The next question that arose was: What is responsible for the 60-second limit? Instead of using generic terms to conduct a broad Google search, I narrowed it down and focused on Nginx parameters that set the 60-second time out. Very easily, I found a Server post that described the same error that I was seeing. When I looked into the official documentation, it began to make sense: uwsgi_read_timeout controls how long Nginx is waiting for a response from uWSGI. If the uWSGI server does not transfer any data within this time frame, the connection gets closed. I then tried modifying the default of this parameter in Nginx configuration files, and when I called the storage/projects/manifests endpoint again, it worked. I then tried building a new Docker image and running Schematic APIs in a local Docker container. It worked. The operation no longer timed out.

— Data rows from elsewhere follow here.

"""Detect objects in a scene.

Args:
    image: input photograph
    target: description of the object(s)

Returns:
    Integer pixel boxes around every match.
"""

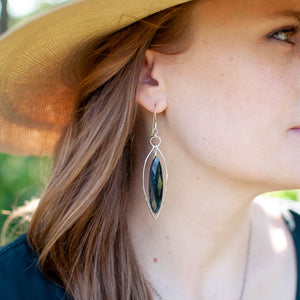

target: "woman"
[0,0,300,300]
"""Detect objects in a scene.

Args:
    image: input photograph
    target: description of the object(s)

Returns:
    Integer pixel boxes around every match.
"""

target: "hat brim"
[0,0,190,155]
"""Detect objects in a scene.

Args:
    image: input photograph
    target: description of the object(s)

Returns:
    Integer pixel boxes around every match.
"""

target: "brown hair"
[28,1,194,300]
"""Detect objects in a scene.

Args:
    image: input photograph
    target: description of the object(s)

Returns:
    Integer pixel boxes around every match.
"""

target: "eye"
[268,27,298,45]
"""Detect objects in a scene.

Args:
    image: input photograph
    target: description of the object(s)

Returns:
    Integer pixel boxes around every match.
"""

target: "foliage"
[0,153,50,232]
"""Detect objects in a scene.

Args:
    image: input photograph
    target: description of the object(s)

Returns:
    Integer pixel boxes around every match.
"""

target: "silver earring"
[143,107,168,218]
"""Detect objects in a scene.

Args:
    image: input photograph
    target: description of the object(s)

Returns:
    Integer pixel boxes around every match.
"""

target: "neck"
[128,123,270,299]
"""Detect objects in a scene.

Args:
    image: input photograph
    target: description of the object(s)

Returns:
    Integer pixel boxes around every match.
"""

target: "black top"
[0,201,300,300]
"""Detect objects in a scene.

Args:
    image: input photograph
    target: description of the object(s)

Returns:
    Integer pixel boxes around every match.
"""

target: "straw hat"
[0,0,189,155]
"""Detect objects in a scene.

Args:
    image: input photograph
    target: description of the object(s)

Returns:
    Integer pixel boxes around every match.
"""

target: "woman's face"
[164,0,300,188]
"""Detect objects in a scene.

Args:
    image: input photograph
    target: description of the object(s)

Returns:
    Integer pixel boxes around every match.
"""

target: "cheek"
[163,48,291,182]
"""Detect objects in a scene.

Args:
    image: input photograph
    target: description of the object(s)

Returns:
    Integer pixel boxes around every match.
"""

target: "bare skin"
[128,0,300,300]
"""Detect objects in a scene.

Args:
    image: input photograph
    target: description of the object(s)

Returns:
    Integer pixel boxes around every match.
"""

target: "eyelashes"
[268,27,299,45]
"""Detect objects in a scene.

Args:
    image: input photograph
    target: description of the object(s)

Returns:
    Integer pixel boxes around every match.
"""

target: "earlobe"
[136,50,167,113]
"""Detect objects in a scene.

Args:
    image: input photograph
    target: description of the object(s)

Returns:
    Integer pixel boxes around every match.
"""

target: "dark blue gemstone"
[149,156,163,213]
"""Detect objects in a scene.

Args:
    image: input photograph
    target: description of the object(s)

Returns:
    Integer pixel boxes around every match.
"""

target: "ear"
[136,50,167,113]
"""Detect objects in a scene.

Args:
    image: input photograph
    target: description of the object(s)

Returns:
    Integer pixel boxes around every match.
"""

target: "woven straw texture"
[0,0,188,155]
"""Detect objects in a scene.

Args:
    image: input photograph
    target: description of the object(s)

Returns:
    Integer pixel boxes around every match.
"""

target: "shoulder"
[0,235,66,300]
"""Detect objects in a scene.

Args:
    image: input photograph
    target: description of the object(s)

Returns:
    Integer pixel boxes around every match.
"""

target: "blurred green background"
[0,0,300,238]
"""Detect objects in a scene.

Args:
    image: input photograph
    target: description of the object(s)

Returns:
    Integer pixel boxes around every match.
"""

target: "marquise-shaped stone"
[149,156,163,214]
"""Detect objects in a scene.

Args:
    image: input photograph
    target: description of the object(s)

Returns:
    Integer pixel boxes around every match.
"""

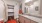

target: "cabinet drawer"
[31,20,37,23]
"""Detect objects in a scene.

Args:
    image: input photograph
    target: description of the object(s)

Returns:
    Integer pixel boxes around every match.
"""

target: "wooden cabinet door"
[25,18,30,23]
[31,21,37,23]
[19,16,24,23]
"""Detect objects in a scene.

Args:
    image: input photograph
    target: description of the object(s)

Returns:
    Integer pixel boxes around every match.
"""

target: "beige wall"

The next step is to deploy my fix to AWS and conduct a final round of testing. Despite Nginx no longer timing out locally, I still experienced a timeout error on AWS, which led me to suspect AWS infrastructure is setting a 60-second timeout limit somewhere. To investigate and confirm my suspicion, I tried using the dummy endpoints that I created in earlier steps. Just like before, the endpoint with a duration of 59.9 seconds never times out, while the one that lasts for 60 seconds always times out. This prompted me to think: What is on AWS that controls a 60-second timeout? Since I could now limit my search to figure out what set the “60 seconds timeout” on AWS Fargate, I easily found documentation that explained that the application load balancer time out in 60 seconds (see documentation here). I then manually adjusted the application idle timeout to 180 seconds and retested: this time finally the operation was completed successfully without any timeout errors.
Reflecting on the extensive journey of troubleshooting 504 errors, I attribute much of my success to the mindset of thoroughly understanding the root causes before delving into solutions. In situations where a single issue might have multiple underlying causes, it's essential to invest time in dissecting and isolating each component, ensuring that our hypotheses about the problems are accurate. Once we've confirmed the real issues, identifying the appropriate solution becomes more evident.
I hope this article can shed some light on debugging on AWS. As I continue my journey of troubleshooting various errors, I deeply value the lessons that I learned from this experience: prioritizing understanding issues over hasty solutions and knowing that a deeper understanding of issues lays a solid foundation for sustainable solutions.